Osserva quanto sono belle e senti che profumo emanano, ma hanno anche spine acutissime: la Madonna continuerà a spargerne tante nella tua vita sacerdotale e missionaria"

... Padre Alessi non rivide più la mamma che morì nel 1935 e le parole "profezia" si avverarono alla lettera.

Padre Antonio e i giovani:

A Padre Antonio venne posta la seguente domanda: "dopo una vita così intensamente vissuta, che messaggio vorresti trasmettere ai giovani?" alla quale rispose: "La vita è meravigliosa! Vivetela intensamente! Vivetela gioiosamente! Rifiutate ciò che è facile, meschino, borghese: il denaro, il piacere, l'egoismo, la gloria effimera di un giorno ... Puntate su ideali: una vita senza ideale è come un giorno senza sole, un fiore senza profumo ..."

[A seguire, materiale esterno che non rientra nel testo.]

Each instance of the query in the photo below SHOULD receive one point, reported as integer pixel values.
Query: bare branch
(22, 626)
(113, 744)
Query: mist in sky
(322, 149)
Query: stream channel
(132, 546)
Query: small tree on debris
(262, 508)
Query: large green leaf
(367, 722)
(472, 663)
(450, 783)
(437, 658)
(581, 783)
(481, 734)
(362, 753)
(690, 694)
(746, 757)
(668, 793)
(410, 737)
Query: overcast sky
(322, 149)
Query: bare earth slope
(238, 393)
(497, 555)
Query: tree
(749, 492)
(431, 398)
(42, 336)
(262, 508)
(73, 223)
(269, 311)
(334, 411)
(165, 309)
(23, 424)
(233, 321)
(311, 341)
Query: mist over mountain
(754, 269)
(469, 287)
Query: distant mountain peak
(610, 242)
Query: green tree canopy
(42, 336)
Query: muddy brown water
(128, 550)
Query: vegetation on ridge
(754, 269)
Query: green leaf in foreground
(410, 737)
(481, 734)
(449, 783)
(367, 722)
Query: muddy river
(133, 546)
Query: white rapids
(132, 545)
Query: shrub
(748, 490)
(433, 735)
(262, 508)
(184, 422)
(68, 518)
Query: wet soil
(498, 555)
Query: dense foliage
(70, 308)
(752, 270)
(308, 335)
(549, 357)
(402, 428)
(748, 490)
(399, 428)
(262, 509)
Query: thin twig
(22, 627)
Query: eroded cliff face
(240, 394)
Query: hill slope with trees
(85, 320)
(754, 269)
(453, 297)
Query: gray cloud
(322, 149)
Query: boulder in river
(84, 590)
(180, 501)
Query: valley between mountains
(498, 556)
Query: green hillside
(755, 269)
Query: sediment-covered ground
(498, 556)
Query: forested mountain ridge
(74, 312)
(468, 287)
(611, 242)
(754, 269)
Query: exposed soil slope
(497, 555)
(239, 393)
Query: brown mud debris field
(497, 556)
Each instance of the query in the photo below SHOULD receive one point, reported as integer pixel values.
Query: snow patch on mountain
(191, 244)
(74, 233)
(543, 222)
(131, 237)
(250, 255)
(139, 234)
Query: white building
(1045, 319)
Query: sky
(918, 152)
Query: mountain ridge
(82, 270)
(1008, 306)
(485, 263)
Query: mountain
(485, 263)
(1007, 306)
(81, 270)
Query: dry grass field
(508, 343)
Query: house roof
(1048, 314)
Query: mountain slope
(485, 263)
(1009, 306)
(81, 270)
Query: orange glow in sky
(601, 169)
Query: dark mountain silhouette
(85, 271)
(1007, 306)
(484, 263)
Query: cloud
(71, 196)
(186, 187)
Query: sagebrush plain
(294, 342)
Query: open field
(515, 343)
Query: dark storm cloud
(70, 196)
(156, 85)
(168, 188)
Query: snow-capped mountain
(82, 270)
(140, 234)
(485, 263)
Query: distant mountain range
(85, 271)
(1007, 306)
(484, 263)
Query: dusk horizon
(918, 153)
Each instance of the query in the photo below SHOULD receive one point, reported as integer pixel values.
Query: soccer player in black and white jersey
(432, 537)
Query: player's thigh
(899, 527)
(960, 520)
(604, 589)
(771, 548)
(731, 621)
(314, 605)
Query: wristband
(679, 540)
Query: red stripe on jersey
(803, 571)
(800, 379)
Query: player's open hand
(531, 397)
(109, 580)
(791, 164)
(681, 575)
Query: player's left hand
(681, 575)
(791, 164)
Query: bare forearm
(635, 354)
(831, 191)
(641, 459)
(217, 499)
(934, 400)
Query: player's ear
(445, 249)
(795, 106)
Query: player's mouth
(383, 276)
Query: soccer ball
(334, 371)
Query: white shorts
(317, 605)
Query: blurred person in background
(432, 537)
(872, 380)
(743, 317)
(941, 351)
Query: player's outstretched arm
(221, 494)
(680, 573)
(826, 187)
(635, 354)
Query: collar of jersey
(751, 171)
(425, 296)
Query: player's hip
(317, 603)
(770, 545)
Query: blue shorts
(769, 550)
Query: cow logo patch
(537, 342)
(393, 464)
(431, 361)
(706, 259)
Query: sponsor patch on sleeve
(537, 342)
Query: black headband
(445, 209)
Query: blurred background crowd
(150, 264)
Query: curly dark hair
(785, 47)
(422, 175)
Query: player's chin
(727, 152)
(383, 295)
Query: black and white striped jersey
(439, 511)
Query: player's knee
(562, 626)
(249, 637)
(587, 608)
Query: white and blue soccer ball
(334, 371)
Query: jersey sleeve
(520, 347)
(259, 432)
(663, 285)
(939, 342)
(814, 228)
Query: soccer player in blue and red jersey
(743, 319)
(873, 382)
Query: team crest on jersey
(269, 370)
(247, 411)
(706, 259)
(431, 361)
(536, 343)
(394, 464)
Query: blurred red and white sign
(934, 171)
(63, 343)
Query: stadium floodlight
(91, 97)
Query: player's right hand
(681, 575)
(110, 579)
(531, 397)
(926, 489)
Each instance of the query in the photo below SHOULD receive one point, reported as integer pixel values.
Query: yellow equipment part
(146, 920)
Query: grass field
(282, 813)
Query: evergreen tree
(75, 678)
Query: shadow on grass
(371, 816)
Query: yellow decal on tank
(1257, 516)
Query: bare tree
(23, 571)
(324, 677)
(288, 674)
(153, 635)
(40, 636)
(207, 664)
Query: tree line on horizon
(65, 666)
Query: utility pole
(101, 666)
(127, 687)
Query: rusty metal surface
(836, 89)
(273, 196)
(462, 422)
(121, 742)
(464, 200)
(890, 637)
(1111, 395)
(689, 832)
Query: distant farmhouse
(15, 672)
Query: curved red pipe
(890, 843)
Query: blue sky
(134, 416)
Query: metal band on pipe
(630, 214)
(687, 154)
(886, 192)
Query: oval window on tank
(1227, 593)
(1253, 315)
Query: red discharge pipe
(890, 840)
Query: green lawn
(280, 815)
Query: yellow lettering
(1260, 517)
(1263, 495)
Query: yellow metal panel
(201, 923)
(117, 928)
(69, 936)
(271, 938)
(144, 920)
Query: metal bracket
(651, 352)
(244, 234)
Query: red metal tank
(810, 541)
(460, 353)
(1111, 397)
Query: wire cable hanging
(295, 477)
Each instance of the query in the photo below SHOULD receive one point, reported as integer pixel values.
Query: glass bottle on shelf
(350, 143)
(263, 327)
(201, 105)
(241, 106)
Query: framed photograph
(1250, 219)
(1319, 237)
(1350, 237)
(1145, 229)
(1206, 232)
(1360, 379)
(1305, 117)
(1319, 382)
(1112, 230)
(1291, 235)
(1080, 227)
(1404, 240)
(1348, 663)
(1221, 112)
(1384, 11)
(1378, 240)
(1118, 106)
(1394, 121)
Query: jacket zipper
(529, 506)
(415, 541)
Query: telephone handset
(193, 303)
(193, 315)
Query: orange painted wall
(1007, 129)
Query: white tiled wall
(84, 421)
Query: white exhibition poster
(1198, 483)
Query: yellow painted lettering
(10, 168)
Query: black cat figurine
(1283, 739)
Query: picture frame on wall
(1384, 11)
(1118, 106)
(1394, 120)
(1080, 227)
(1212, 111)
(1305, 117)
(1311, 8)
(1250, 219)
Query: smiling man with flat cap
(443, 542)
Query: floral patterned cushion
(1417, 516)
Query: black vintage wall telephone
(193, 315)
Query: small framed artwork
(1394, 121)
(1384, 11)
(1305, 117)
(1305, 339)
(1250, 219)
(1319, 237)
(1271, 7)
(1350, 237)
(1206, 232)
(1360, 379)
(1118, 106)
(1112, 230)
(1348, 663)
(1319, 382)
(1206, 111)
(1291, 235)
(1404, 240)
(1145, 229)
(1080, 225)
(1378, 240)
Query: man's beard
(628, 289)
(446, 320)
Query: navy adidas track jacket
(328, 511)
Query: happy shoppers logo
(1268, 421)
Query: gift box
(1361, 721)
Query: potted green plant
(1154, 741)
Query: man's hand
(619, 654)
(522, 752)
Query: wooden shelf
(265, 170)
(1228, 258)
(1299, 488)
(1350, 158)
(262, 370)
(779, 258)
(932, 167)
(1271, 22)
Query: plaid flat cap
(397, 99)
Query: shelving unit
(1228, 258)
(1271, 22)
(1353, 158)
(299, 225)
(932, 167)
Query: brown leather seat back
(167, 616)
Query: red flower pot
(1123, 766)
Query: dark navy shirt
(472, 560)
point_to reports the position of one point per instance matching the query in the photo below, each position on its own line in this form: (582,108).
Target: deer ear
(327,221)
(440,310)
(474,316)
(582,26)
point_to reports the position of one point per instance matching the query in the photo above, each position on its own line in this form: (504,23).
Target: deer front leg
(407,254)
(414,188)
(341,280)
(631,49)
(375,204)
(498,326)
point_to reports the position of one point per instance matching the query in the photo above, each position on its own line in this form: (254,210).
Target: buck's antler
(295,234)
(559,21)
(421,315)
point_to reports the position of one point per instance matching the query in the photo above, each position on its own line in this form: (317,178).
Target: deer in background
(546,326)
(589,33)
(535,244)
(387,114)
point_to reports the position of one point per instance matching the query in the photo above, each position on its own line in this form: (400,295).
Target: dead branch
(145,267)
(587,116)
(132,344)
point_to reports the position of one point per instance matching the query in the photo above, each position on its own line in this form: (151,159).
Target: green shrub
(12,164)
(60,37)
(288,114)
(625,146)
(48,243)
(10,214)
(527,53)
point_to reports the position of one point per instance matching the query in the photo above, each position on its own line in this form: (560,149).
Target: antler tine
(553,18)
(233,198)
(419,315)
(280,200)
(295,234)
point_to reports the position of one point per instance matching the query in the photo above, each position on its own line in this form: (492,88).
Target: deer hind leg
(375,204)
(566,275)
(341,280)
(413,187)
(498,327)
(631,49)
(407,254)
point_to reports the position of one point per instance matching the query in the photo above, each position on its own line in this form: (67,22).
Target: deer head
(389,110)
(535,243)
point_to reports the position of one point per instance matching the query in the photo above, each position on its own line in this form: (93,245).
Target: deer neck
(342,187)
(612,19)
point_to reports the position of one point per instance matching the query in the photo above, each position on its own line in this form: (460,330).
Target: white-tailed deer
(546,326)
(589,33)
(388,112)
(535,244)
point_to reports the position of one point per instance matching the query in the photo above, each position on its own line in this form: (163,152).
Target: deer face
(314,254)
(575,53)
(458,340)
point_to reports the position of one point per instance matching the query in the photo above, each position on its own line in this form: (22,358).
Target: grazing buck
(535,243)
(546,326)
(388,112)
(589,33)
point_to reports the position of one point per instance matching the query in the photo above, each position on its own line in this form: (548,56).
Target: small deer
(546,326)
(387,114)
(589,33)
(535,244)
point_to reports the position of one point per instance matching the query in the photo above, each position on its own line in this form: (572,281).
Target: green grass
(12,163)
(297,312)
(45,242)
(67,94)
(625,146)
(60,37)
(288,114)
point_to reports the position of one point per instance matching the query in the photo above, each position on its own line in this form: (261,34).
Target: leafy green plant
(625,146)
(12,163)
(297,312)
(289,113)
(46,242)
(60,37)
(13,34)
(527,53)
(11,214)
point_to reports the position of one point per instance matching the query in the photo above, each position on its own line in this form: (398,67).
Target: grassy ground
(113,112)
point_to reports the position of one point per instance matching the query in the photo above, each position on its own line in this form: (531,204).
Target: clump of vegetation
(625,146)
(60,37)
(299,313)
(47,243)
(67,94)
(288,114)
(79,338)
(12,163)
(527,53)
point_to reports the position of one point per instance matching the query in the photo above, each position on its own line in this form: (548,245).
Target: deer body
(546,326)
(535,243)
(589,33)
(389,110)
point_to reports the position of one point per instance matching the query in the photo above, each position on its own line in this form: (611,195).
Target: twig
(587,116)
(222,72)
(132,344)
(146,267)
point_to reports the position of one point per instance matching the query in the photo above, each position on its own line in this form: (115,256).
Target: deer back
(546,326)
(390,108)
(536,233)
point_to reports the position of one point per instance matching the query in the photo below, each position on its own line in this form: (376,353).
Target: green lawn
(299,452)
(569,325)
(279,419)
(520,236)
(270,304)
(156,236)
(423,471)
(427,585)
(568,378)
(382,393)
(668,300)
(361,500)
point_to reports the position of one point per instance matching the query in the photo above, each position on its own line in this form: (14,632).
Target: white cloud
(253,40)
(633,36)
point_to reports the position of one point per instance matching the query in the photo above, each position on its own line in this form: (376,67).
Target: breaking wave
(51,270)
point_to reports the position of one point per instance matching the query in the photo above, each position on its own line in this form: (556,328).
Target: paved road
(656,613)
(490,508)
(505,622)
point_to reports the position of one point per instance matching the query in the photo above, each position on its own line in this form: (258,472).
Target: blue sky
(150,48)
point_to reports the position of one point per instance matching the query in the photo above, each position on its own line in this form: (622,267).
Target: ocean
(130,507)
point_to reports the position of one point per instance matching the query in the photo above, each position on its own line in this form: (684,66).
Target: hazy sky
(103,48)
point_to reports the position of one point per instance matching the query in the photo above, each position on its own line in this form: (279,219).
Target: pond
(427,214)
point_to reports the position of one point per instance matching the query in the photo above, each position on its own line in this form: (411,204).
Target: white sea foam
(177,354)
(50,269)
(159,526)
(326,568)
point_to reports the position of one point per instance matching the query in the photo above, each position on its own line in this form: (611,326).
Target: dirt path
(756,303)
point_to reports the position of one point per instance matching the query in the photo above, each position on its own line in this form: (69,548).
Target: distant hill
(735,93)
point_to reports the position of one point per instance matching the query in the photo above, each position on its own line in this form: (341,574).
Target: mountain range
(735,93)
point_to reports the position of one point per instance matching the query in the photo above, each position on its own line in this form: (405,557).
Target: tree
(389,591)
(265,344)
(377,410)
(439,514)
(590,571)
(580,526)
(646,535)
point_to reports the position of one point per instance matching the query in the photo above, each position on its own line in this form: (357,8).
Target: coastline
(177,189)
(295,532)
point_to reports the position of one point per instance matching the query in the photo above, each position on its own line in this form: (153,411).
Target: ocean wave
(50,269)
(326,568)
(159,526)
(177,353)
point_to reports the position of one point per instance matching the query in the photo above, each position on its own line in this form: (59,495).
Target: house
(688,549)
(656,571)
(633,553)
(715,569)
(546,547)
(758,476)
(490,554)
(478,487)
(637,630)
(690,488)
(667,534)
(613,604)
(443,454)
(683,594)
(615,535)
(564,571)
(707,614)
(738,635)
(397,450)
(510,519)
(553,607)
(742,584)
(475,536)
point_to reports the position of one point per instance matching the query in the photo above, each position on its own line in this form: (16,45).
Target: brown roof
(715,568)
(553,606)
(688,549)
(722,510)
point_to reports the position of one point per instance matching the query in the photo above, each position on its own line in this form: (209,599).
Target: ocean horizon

- dopo una breve pausa continuò - "So che vivete un momento storico difficile, immersi in una civiltà materialistica, affascinati da un'attrattiva pseudoeroica della violenza ... Vorrei scongiurarvi: cercate più in profondità, scavate nell'interno del vostro cuore: vi incontrerete con Cristo."

"Non sciupate le vostre energie, la forza creatrice che ognuno di voi possiede, in grette ambizioni, volgarità, piccoli piaceri che durano un istante e lasciano un vuoto immenso e una grande amarezza.

Apritevi!

Per realizzare la giustizia; per liberare l'uomo, ogni uomo, da ogni forma di violenza, oppressione, ingiustizia.

E, se vi sentite coraggiosi, aperti, generosi, rispondete anche a voi "SI" al Cristo che continua a chiamare: ...Vieni, seguimi!"

"Il Santo !" perché quell'appellativo così importante ?

Se proviamo a ricordare quante volte, pensando a persone che ci hanno colpito per la loro bontà, altruismo, testimonianza cristiana, ci è venuto spontaneo dire " quello, è proprio un sant'uomo" possiamo subito capire come una figura così determinante per la sopravvivenza di migliaia di persone, sia così identificata.

Certamente il contatto diretto con i "bisogni" prioritari di tante persone e la sua attività di missionario sono state le motivazioni per guadagnarsi "sul campo" la "venerazione" di tutti coloro che hanno beneficato della sua opera ma, tutto questo è, a mio avviso, una esemplificazione superficiale poiché Padre Alessi era qualche cosa di più ...

Non sono in grado di dare testimonianze straordinarie e non ho intenzione di raccontare fatti "strani" e ce ne sono, poiché rischierei di banalizzare una figura davvero "grande" per come ha saputo "donarsi" e "consumarsi" nel vivere le opere di misericordia corporali in una quotidianità drammatica e difficile, dove ci vuole coraggio, coraggio vero e rischio per la propria incolumità ...

Niente lo ha fermato, in silenzio, con discrezione e rispetto di tutti, ha percorso il sentiero della Carità senza soste per tutti i suoi settant'anni di apostolato, ha curato le piaghe di quel mondo fatto di privazioni, emarginazione, solitudine e impotenza, fatalismo e tanta, tanta povertà .... lui, "il Santo" li ha curati nel corpo e nello spirito ... li ha amati.